On Wed, Aug 29, 2018 at 4:17 PM Arthur Krewat <krewat@kilonet.net> wrote:
LOL - very true, Clem. That was a shameless bit of self-promotion. From what I can tell, SIMH does not support a DH11. Yet.
Note I have not tried this .... but from the simh mailing list:

  * The UNIBUS DH11 and DHU11 had 16 lines per interface
  * The QBUS DHV11 had 8 lines per interface
  * The QBUS CXY08 was DHU/DHV compatible and had 8 lines
  * The QBUS CXA16  "    "   "    "   "    "   "  16 lines

Supposely, the DHV11 works ..... its been on my >>round tuit<< list for a while to verify!!!!

 

But when is an emulated interrupt a bad thing? Except for the idle loop that may or may not be optimized, the rest is balls-to-the-wall CPU bound anyway.
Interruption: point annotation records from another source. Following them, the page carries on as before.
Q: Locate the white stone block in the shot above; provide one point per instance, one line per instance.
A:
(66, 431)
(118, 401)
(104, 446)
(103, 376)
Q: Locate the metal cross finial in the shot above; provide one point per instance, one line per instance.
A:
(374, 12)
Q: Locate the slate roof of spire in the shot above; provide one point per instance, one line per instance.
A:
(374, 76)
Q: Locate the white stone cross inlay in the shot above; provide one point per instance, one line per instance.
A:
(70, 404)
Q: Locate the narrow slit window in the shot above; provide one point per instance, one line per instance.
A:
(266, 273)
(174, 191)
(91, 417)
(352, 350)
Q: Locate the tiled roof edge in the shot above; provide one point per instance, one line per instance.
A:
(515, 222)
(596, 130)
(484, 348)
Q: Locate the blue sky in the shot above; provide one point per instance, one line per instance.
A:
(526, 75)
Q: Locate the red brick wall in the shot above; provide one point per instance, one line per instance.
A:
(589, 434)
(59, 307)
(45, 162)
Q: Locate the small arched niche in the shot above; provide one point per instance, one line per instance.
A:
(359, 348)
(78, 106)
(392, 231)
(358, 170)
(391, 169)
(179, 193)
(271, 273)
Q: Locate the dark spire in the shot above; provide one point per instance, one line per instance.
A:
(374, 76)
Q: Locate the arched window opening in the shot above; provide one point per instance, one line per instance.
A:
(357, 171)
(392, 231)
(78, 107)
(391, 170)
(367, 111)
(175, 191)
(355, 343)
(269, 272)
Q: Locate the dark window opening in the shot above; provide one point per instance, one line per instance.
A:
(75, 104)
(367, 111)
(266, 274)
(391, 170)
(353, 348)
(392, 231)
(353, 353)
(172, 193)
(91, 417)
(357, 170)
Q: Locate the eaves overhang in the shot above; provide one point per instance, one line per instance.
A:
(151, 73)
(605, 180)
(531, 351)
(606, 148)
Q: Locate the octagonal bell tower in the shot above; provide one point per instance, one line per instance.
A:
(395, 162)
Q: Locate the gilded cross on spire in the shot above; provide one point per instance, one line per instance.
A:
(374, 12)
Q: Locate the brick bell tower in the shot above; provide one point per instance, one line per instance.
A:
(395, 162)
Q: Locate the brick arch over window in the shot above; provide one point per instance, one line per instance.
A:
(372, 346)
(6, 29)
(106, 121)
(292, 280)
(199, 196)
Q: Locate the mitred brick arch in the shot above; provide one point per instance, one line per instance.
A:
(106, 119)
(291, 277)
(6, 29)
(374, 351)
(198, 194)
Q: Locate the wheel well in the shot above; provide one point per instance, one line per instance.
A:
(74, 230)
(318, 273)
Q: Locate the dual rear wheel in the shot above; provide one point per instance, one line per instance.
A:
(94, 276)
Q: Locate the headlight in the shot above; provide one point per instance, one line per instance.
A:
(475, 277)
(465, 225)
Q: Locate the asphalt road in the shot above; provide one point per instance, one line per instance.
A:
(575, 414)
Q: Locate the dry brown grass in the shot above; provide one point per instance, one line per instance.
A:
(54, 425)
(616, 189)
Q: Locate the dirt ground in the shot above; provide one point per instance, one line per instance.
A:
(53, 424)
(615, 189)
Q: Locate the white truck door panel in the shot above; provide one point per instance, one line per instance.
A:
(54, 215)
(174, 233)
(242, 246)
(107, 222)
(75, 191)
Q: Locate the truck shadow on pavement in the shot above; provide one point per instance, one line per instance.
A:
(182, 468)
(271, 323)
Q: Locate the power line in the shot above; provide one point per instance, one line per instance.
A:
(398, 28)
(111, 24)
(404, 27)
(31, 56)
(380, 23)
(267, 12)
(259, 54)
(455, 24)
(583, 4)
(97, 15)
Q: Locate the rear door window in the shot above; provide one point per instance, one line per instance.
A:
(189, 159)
And these days, even emulated, we're orders of magnitude faster than the original hardware.
Yeah, but since the 780 was slow on interrupt processing, why stress it any more thsan you have too.

 

http://simh.trailing-edge.narkive.com/Sc9HBFZU/multiple-telnet-ports-in-simh-to-rsts-e-9-6

I recognize a familiar name in there ;)
Yeah a couple of them ;-)


 

But yeah, when a DZ11 was blazing away at 19200 baud (I hacked the TOPS-10 6.03A we had at LIRICS to support it), it made the system crawl.
No doubt.   CMU and MIT had front ends that put the serial lines on dedicated PDP-11s in front of the 10's - so the Tops (or ITS) only saw canonicalized I/O and it made a huge difference for those systems.  By the time Vaxen, I don't think DEC had yet realized what a problem the DZ was.   The DH's issue was cost (and space) since it was implemented in MSI TTL and took up a full 'PDP-11 System Unit' on the bus.  The DZ11 gave you 8 serial ports in a single PDP-11 slot, which was a huge win.